Les fêtes de Bann
Dans les années 60, Yaruch Bann organisa ce qu'on appelle les fêtes de Bann. Il faut y voir la même définition que celle des fêtes ordinaires, mais avec bien sûr la patte artistique de notre ami Jamais Satisfait. Organisées dans de grands pavillons arcachonnais, elles rassemblaient généralement, entre autres, de grands artistes mystérieux aux personnalités débridées. Je laisse maintenant la place au témoignage d'Edmond Pénélope, LE spécialiste de Bann:
"Je me souviens qu'à l'époque, être invité à une fête de Bann était très flatteur, et c'était surtout un passeport fantastique pour quiconque voulait avoir une place dans l'ascenseur social horizontal d'Arcachon. J'ai souvent été invité à ces fêtes, et je dois dire que j'en conserve un souvenir fabuleux, teinté d'une couleur inexprimable et inhérente aux siquestises.
A vrai dire, même si la Chenille Bleue [le surnom que Pénélope donne à Yaruch Bann, ndr] a toujours été très attaché aux valeurs de démocratisation de tout ce qui pouvait sortir de son cerveau, il était très sélectif en ce qui concernait les invités. J'ai une fois assisté aux préparatifs d'une fête bannienne: Yaruch était là, accompagné d'un type que je ne connaissais pas, qu'il appelait Sextus Bigorneau et qui passait son temps à casser des poupées russes avec ses dents.
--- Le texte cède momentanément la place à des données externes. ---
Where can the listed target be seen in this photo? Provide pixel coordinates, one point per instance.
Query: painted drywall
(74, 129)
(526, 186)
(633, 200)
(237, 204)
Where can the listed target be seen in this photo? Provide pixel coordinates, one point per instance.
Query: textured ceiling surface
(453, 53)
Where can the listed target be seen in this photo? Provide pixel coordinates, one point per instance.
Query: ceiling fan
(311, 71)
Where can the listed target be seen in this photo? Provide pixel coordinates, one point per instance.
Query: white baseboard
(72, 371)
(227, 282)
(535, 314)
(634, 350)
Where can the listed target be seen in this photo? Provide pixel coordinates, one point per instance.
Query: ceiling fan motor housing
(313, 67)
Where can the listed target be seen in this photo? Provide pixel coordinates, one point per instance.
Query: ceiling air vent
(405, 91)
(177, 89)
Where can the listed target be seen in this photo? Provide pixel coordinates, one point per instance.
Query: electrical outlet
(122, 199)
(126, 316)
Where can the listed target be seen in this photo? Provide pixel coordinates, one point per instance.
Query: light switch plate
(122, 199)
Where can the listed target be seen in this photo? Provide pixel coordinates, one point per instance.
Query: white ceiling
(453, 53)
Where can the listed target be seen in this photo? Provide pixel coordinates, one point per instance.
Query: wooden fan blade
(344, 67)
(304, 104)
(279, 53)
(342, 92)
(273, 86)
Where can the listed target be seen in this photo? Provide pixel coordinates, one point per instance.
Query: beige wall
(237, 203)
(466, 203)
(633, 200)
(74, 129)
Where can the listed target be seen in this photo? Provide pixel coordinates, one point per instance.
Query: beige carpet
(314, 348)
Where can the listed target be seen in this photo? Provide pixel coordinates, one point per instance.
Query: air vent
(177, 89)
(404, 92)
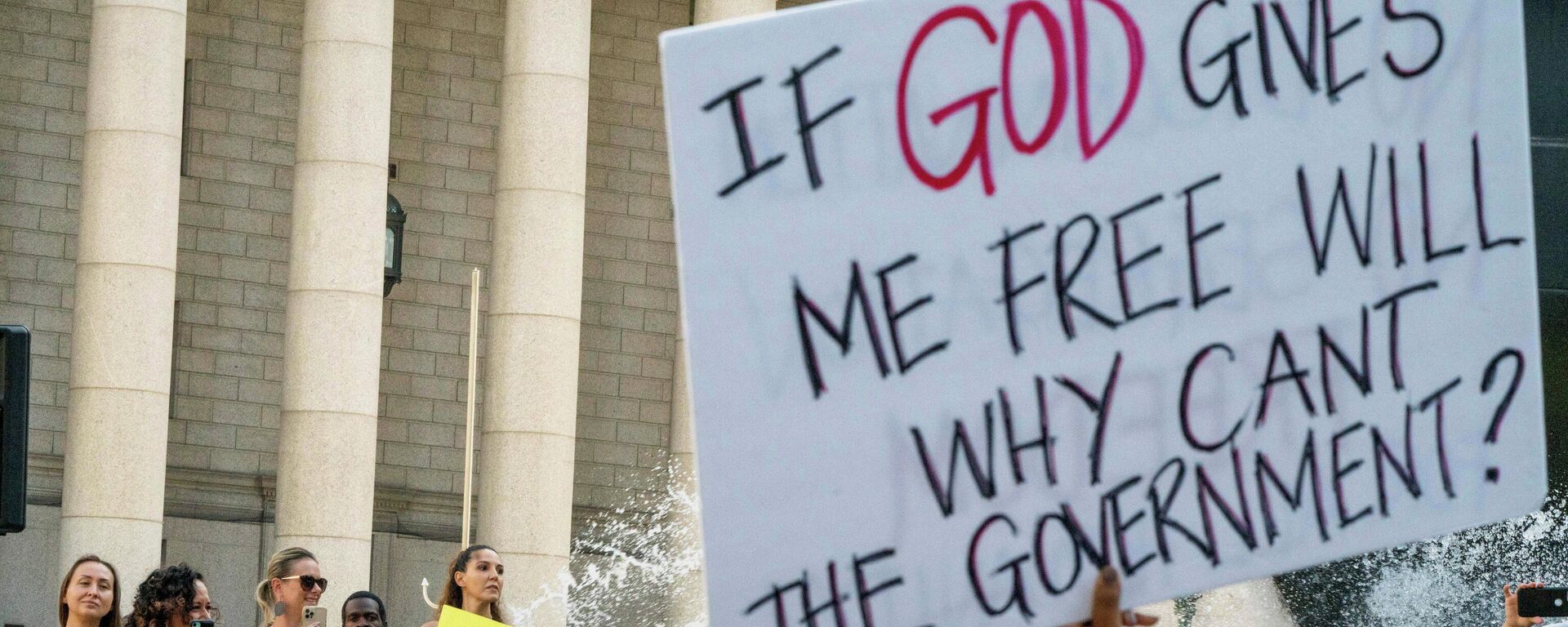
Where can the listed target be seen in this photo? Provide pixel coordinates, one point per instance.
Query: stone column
(688, 593)
(327, 446)
(535, 309)
(122, 325)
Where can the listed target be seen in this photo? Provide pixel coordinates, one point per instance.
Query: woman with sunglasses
(90, 594)
(474, 580)
(294, 580)
(172, 596)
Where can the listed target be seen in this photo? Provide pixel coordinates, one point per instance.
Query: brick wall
(42, 98)
(629, 276)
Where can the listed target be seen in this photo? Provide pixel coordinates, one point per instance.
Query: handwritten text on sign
(983, 296)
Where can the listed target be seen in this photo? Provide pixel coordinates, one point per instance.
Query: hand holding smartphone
(1544, 603)
(314, 615)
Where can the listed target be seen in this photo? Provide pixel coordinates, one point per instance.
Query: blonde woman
(474, 582)
(90, 594)
(294, 580)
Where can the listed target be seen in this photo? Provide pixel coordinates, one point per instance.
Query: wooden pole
(468, 441)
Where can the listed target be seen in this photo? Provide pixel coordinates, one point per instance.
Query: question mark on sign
(1508, 397)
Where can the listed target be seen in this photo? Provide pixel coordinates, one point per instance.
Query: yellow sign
(452, 616)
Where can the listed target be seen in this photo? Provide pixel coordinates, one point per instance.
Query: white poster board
(982, 295)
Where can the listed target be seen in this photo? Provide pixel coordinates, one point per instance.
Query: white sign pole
(468, 436)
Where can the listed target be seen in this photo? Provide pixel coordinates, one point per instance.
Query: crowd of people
(176, 596)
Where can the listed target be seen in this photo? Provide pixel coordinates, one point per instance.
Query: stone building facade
(240, 115)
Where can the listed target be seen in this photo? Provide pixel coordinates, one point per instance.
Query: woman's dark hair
(167, 593)
(451, 594)
(112, 618)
Quelque chose me frappait, dans le choix des invités: tout donnait l'impression que ces deux gars écrivaient une pièce de théâtre. Le jour où j'ai fait cette remarque, la Chenille Bleue m'a jeté un regard de paquebot, et m'a froidement demandé de sortir, et au moment de franchir la porte, l'autre m'a balancé une poupée russe sur le crâne. (...)
Les fêtes de Bann étaient ce genre d'événements où le temps donnait l'impression de s'être arrêté pour laisser la place aux farfadets nocturnes qui pensent à l'envers et comptent leurs doigts à rebours. C'était comme si les invités n'existaient qu'à ces moments là; chacun venait avec sa veste, son carton d'invitation et sa nouvelle personnalité. Moi-même, après plusieurs expériences, j'ai pris le pseudonyme de Quintus Ecrevisse.
Je me souviens d'un type, pittoresque à en vomir des fleurs de joie, qui était devenu une vraie légende. Personne ne connaissait son vrai nom, ni sa vie, mais tout le monde l'appelait Pamphlet, à cause de la première fois où sa caractéristique s'était manifestée: un invité avait refusé de lui servir à boire, et, ivre de rage et de cognac, il avait bredouillé d'une voix droite "Puisque c'est comme ça, je vais écrire un pamphlet sur toi!", s'était assis dans un coin avec du papier et un crayon, et plusieurs minutes plus tard, il était revenu voir le convive en question pour lui remettre sa composition. Pamphlet ne se limitait pas à ce genre littéraire, bien sûr, chaque événement était prétexte à l'écriture de quelque chose. J'ai moi-même encore un sonnet qu'il m'avait dédié, et qui s'appelle "Merci de m'avoir passé les olives".
Les fêtes de Bann étaient bourrées de personnes de cette trempe, qui donnaient l'impression de vivre une pièce de théâtre de Ionesco ou un roman de Vian. En fait, quand j'y réfléchis, je pense qu'on vivait des pièces de théâtre de Bann. Pamphlet me manque. Le type aux poupées russes me manque, aussi. Bon sang, quelle époque bénie!"
Ces fêtes ont considérablement marqué les esprits et l'art de l'Arcachon de l'époque, et hormis les témoignages d'Edmond Pénélope, de nombreux artistes ont raconté ces fêtes, de façon réaliste ou non(et parfois peu importe). Bann lui-même a décrit ces événements dans ses Carnets de fêtes, et j'aurai très bientôt l'occasion de vous en recopier des extraits.